If you want to drive change, you have to know how to motivate people.
- Security isn’t just a technical issue; it’s an organizational and human issue, says Atlassian Chief Trust Officer Adrian Ludwig.
- To create resilient systems, developers and security teams need to realize their shared objectives.
- Personalize training so execs and team members understand how security risks impact their sections of the business.
- All security teams should prioritize addressing technical debt and reducing complexity in 2022.
David Balaban, a cybersecurity researcher and journalist, contributed the following article to Forbes.
The human factor is often thought of as a weak link in every organization’s security posture, and that’s a far cry from a misconception. Phishing attacks capitalize on “cognitive payloads” that dupe not-so-vigilant personnel into slipping up. Developers’ blunders due to time pressure or fatigue leave loopholes in code that play into attackers’ hands down the road.
This isn’t a complete list, but guess what? The gap between weaknesses and strengths isn’t that hard to bridge. In the organizational context, all it takes is a people-centric style of doing security in which empathy and frictionless teamwork play a crucial role.

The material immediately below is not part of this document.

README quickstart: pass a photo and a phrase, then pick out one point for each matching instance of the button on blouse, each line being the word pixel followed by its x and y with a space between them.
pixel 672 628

Although this approach is a paradigm shift for many orgs, it’s attracting more and more aficionados across the IT ecosystem. Adrian Ludwig, the Chief Trust Officer at Atlassian, has advocated it throughout his bright career in security. He believes it will be key to building resilience in 2022, whereas boiling protection down to technical controls alone is a fallacy.
“We’ll begin to realize that security is not just a technical problem; it’s an organizational and human problem. As an industry, we’ve learned that it’s not enough to mandate security protocols and increase training. Instead, security teams will need to exercise empathy in order to better understand developers’ top concerns and motivating factors,” says Adrian.
Security is a shared responsibility
The relationship between security and software engineering departments in many companies is fairly strained. That’s because their goals and incentives don’t overlap; moreover, the interests of one team may be at odds with those of another. Developers prioritize creating systems on schedule and frown when the need to comply with security protocols prevents them from reaching critical milestones. Security staff, in turn, concentrate on minimizing incidents and are often overwhelmed with work to address vulnerabilities that software makers left behind.
This natural confrontation is risky business as it compels any organization into prioritizing low-hanging fruit. To avoid going beyond the point of no return, you need to build a work environment with empathy and seamless interoperability at its core. Security must “shift left” far enough in the development pipeline to make sure that the resulting code is both reliable and tamper-proof.